Mit einem Satz war Christine auf den Beinen. Sie lief zur Spüle, spritzte sich ein paar Tropfen Wasser ins Gesicht und packte das Tablett mit den Cocktails . Im Vorbeigehen riss sie eine Schranktür auf, bevor sie ohne ein weiteres Wort zur Tür hinaus rauschte.

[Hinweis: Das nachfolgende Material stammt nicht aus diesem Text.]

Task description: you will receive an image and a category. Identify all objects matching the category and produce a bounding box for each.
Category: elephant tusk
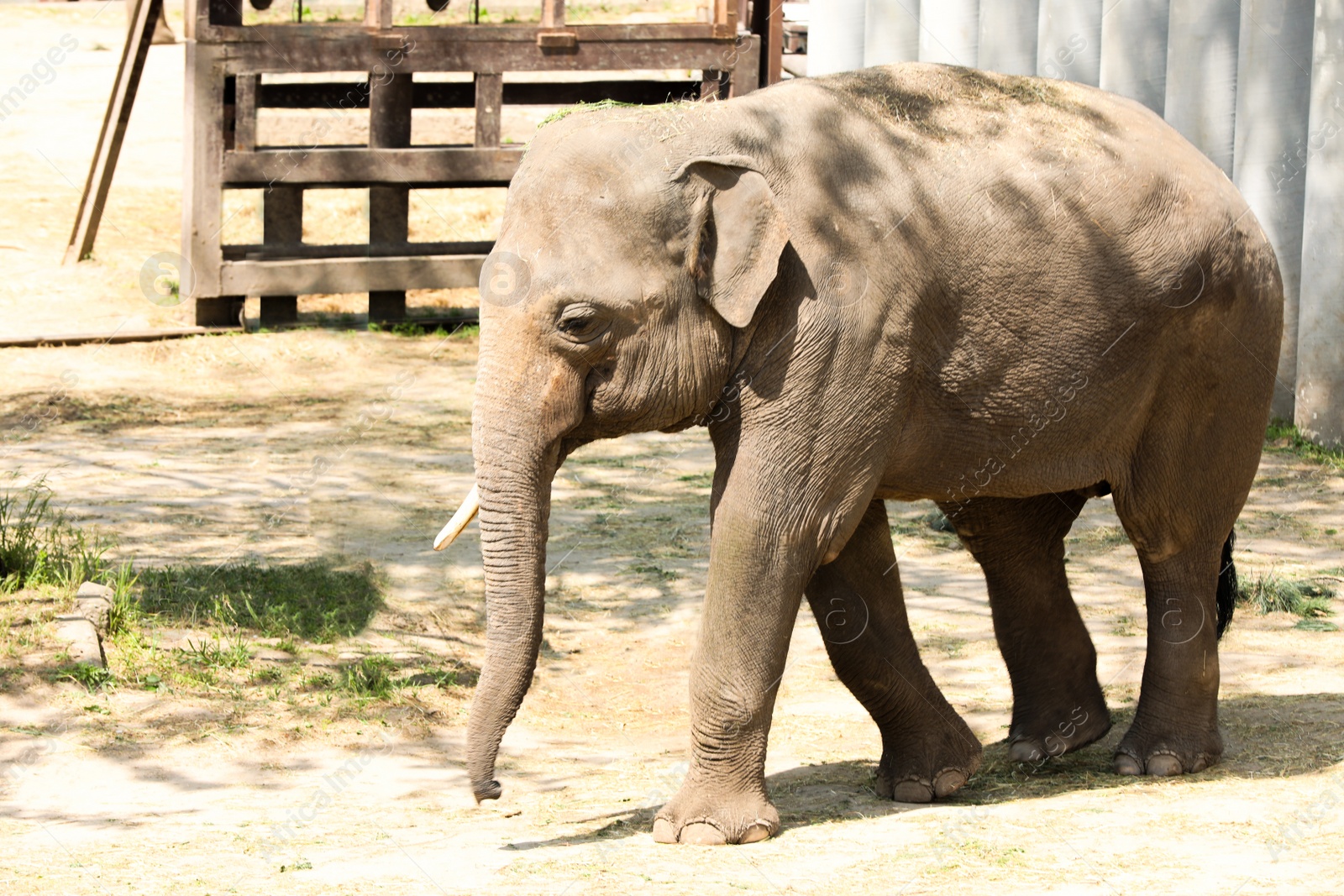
[434,485,481,551]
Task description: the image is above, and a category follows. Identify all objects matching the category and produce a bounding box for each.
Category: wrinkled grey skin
[469,65,1282,842]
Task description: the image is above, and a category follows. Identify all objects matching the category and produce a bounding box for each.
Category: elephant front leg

Severus erhob sich mühsam. Er war also nicht der Einzige. Er wusste nicht, ob ihn das beunruhigen oder erleichtern sollte. Am Besten war es, für den Moment nicht darüber nachzudenken. Auf der Suche nach einem Kessel öffnete er einige Fächer, bis er schließlich das Richtige fand. Er stellte ihn auf den Gasherd, machte Feuer und suchte die notwendigen Zutaten aus dem Schrank zusammen, den Christine im Hinausgehen geöffnet hatte. Für einige kostbare Minuten gab es nur den Trank und ihn, sonst nichts. Er konzentrierte sich auf die richtige Abmessung, die richtige Reihenfolge, den richtigen Zeitpunkt. Das war seine Welt, die Beschäftigung, bei der er alles um sich herum vergessen konnte. Nach weniger als zehn Minuten hatte er das Gebräu sorgfältig in vier Gläser umgefüllt und mit Süßstoff vermischt, um den Geschmack zu verbessern.

Im Wohnzimmer setzte er sich auf den Teppichboden und lehrte sein Glas in einem Zug. Er hoffte, dass die Wirkung nicht allzu lange auf sich warten lassen würde.